= Keisei sanshoku (Shōbōgenzō) =

Keisei sanshoku, rendered in English as The Sounds of Valley Streams, the Forms of Mountains, is the 25th book of the Shōbōgenzō by the 13th century Sōtō Zen monk Eihei Dōgen. It was written in the spring of 1240 at Dōgen's monastery Kōshōhōrin-ji in Kyoto. The book appears in both the 75 and 60 fascicle versions of the Shōbōgenzō, and it is ordered ninth in the later chronological 95 fascicle editions. The name keisei sanshoku is a quotation from the Song dynasty Chinese poet Su Shi, wherein he experiences the sound of the valley stream as the preaching of the dharma and the mountain as the body of the Buddha.

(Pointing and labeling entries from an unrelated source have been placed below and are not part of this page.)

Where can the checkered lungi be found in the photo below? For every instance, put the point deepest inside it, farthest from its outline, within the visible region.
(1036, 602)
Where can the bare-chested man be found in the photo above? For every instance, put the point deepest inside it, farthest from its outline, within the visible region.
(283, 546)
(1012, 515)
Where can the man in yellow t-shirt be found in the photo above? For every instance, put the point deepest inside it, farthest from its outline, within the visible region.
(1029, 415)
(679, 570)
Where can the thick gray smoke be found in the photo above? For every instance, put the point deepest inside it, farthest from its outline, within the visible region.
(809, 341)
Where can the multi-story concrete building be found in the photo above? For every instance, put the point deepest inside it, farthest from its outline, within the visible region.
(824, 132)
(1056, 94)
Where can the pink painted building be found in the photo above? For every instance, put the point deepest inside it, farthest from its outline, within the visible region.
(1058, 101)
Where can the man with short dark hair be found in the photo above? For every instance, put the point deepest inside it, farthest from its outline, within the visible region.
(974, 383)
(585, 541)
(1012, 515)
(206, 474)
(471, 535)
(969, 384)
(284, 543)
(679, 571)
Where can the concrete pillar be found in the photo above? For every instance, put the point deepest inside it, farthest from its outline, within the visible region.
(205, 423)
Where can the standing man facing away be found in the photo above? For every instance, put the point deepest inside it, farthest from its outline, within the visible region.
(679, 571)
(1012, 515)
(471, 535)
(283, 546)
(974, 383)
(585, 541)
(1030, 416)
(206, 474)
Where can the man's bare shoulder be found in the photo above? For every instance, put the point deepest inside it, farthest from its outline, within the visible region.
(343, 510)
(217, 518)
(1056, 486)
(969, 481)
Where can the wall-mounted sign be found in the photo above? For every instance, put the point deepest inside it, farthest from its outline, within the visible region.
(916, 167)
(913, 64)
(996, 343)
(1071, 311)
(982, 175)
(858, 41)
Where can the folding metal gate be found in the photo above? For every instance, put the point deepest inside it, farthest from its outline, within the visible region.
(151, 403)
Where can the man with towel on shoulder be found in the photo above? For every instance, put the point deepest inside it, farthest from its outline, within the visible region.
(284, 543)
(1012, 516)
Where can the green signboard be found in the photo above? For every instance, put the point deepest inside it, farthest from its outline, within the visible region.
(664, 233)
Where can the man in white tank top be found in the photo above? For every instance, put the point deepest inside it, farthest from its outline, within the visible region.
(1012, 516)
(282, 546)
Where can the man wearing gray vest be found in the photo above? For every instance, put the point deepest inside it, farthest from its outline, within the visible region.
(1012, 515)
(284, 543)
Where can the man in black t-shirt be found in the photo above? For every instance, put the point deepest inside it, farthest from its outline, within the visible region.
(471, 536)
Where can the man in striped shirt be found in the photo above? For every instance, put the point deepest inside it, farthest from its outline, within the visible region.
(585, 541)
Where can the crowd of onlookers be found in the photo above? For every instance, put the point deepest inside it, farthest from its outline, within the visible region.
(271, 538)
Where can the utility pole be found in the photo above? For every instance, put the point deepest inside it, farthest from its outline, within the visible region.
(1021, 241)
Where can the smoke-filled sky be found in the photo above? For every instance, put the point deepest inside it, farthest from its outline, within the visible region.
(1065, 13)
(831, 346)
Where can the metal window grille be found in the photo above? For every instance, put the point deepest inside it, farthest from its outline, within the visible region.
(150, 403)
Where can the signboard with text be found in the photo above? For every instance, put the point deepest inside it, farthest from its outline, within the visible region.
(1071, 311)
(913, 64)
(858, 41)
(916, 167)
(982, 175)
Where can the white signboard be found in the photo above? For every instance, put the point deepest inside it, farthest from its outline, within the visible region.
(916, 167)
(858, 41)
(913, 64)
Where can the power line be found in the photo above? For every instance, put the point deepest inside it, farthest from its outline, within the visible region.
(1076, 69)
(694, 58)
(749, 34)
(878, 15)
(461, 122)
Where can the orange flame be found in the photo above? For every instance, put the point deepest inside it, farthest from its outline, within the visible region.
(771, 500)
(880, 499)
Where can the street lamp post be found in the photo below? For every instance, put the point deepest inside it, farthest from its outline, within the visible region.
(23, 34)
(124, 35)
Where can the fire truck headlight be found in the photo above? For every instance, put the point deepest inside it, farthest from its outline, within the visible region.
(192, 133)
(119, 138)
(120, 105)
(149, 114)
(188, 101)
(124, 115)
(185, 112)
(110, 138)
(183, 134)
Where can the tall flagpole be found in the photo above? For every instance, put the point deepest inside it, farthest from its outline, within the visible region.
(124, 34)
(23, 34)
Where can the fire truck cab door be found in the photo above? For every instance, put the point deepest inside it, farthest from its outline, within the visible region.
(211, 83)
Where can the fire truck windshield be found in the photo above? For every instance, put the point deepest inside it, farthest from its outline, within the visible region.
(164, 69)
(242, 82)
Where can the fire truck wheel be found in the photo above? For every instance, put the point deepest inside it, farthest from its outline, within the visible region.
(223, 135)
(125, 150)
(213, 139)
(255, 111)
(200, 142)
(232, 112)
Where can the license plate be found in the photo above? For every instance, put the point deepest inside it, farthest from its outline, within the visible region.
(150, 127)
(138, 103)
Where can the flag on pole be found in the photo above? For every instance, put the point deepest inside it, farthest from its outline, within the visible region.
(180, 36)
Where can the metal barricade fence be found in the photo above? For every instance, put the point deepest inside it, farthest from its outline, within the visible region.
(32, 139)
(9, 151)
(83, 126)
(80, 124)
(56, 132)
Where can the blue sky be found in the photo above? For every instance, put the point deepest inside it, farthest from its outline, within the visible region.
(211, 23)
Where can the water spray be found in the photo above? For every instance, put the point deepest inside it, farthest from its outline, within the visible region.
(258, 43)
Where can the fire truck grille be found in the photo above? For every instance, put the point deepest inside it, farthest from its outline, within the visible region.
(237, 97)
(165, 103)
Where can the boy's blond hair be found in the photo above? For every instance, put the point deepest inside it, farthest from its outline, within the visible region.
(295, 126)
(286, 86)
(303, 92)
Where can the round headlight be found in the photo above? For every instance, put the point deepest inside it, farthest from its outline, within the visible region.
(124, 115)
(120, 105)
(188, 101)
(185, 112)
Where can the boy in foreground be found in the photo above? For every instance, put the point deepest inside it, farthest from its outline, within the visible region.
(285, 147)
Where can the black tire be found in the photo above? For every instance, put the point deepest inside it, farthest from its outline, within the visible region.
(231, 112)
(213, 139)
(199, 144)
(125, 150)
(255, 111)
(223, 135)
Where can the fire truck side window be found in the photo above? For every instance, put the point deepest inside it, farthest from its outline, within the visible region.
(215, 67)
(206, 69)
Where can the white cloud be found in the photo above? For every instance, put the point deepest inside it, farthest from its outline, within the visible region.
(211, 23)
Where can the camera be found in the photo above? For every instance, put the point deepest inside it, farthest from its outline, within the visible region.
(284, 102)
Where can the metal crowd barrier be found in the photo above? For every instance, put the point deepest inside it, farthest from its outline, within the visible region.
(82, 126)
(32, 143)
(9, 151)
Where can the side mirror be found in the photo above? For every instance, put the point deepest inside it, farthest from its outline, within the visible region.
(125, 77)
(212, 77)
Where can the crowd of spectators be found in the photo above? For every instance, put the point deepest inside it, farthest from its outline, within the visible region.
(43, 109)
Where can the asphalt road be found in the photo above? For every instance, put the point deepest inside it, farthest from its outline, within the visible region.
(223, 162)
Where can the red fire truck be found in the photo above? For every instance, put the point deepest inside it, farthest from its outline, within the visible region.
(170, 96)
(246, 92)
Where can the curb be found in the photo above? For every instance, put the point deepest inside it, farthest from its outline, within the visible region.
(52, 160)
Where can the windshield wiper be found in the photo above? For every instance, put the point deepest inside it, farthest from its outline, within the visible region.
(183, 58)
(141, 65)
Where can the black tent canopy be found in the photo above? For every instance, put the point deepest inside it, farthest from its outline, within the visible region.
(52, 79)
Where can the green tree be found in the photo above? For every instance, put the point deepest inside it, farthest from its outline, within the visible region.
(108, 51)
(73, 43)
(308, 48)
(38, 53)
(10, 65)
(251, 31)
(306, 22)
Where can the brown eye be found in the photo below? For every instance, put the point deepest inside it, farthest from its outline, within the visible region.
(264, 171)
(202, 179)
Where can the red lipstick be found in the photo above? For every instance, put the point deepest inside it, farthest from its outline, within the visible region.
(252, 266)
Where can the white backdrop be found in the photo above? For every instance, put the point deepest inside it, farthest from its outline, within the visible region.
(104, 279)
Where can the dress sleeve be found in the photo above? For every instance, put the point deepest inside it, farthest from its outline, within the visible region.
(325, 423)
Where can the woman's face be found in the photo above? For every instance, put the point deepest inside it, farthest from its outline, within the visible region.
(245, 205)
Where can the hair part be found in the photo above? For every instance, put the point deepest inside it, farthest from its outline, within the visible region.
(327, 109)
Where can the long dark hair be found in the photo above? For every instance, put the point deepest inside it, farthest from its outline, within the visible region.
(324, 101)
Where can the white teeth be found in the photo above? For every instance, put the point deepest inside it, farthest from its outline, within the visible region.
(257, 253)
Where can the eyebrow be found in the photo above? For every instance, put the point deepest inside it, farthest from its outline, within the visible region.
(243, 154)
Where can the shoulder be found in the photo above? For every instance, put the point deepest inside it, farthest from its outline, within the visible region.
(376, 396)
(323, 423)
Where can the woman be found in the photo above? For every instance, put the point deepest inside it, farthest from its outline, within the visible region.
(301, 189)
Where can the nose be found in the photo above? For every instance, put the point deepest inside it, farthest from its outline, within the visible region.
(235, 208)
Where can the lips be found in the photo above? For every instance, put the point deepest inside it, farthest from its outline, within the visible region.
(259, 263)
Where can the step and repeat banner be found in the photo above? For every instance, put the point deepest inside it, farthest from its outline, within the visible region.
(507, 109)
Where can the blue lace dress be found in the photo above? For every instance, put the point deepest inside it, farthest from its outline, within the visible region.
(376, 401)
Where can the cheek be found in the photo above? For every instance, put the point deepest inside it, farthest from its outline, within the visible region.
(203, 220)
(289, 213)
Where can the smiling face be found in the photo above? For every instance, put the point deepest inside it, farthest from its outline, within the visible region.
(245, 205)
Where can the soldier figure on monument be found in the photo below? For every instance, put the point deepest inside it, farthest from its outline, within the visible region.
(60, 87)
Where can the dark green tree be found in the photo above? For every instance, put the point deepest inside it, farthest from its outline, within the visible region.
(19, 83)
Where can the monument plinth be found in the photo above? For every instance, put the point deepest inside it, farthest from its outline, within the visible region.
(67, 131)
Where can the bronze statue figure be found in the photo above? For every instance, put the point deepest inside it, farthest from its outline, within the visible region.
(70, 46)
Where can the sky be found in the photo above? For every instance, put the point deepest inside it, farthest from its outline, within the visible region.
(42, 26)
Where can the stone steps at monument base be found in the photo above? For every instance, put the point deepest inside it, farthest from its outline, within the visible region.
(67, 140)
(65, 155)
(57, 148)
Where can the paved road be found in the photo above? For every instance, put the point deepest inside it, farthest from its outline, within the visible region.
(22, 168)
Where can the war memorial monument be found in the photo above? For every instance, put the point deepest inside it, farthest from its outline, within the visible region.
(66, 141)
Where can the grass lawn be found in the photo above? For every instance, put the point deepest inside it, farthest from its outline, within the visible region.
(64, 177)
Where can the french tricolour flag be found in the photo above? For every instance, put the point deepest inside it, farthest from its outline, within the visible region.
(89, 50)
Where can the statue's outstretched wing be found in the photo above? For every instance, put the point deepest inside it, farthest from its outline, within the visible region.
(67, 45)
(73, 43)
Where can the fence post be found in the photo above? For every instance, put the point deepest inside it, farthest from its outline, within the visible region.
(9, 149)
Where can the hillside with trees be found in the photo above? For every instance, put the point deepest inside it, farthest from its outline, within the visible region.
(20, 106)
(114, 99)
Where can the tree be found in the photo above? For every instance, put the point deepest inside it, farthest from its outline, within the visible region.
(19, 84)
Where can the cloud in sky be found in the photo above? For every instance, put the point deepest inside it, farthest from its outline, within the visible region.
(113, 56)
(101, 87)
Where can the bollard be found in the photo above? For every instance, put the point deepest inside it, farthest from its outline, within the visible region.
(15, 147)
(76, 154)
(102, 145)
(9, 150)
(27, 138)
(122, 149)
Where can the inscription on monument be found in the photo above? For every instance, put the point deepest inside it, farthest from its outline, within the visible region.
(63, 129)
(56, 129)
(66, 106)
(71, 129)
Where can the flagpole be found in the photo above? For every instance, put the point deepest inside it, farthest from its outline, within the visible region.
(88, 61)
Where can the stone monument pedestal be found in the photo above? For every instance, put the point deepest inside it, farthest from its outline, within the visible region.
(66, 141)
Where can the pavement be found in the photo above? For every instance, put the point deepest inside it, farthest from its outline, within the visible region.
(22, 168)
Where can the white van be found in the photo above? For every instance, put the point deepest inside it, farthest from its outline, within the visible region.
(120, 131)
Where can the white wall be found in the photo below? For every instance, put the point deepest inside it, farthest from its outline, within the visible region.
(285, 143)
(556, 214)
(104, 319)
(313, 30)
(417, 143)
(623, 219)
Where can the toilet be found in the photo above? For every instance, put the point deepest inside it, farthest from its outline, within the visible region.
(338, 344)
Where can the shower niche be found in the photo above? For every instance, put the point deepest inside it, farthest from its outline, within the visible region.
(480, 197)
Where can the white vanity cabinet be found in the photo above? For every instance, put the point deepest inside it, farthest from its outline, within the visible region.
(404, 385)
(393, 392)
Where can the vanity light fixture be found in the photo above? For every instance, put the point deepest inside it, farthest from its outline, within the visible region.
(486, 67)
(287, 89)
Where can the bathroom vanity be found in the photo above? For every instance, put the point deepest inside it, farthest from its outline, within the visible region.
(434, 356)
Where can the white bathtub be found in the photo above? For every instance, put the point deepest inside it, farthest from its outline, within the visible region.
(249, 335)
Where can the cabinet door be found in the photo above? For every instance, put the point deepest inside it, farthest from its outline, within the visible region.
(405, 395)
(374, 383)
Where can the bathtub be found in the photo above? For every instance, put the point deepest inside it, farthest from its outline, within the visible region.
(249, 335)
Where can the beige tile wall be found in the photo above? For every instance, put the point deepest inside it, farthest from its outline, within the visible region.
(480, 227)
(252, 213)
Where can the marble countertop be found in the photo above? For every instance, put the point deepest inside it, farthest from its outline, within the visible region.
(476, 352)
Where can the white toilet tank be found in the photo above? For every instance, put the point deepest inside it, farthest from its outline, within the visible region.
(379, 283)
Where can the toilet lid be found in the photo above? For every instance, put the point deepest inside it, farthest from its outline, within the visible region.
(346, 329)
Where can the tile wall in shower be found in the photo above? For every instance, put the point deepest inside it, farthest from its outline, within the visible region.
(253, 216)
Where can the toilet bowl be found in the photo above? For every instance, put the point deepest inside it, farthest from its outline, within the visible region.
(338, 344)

Dogen also discusses this verse of Su Shi in the later Shōbōgenzō books of Sansui Kyō and Mujō Seppō. About halfway through the essay, Dōgen switches from focusing on the title theme to a discussion of Buddhist ethics before ultimately concluding that one must practice ethical behavior in order to see the dharma in the natural world as Su Shi does.

==Title==
The name keisei sanshoku is a paraphrase from the Song dynasty Chinese poet Su Shi, wherein he experiences the sound of the valley stream as the preaching of the dharma and the mountain as the body of the Buddha. The poem of Su Shi's being referenced is as follows:
The voices of the river valley are the [Buddha's] wide and long tongue,
The form of the mountains is nothing other than his pure body.
Through the night, eighty-four thousand verses.
On another day, how can I tell them to others?
 Although the title consists of only four Chinese characters (谿声山色), they have been translated into English in many different ways. While the third character (山) is always unambiguously translated as "mountain", the other three have more diverse interpretations. The second character (声) indicates either "sound" or "voice, while the final character can mean "form" or "color". The many English translations of the title are listed below:

| Author(s) | Title Translation | Publication year |
|---|---|---|
| Carl Bielefeldt | Sound of the Stream, Form of the Mountain | 2013 |
| Gudō Wafu Nishijima and Chodō Cross | The Voices of the River Valley and the Form of the Mountains | 1994 |
| Kosen Nishiyama and John Stevens | The Sounds of Valley Streams, the Forms of Mountains | 1975 |
| Yuho Yokoi | Sound of a Rill and the Figure of a Mountain | 1986 |
| Thomas Cleary | Sounds of the Valley Streams, Colors of the Mountains | 1992 |
| Hubert Nearman | The Rippling of a Valley Stream, The Contour of a Mountain | 2007 |
| Kazuaki Tanahashi | Valley Sounds, Mountain Colors | 2010 |

Regardless of the particular translation, the title is ultimately metonymy for the natural world as a whole. As Gudō Nishijima explains: In Buddhism, this world is the truth itself, so nature is a face of the truth. Nature is the material side of the real world, so it is always speaking the truth, and manifesting the law of the universe every day. This is why it has been said since ancient times that sounds of rivers are the preaching of Gautama Buddha and forms of mountains are the body of Gautama Buddha. In this chapter, Master Dōgen preached to us the meaning of nature in Buddhism".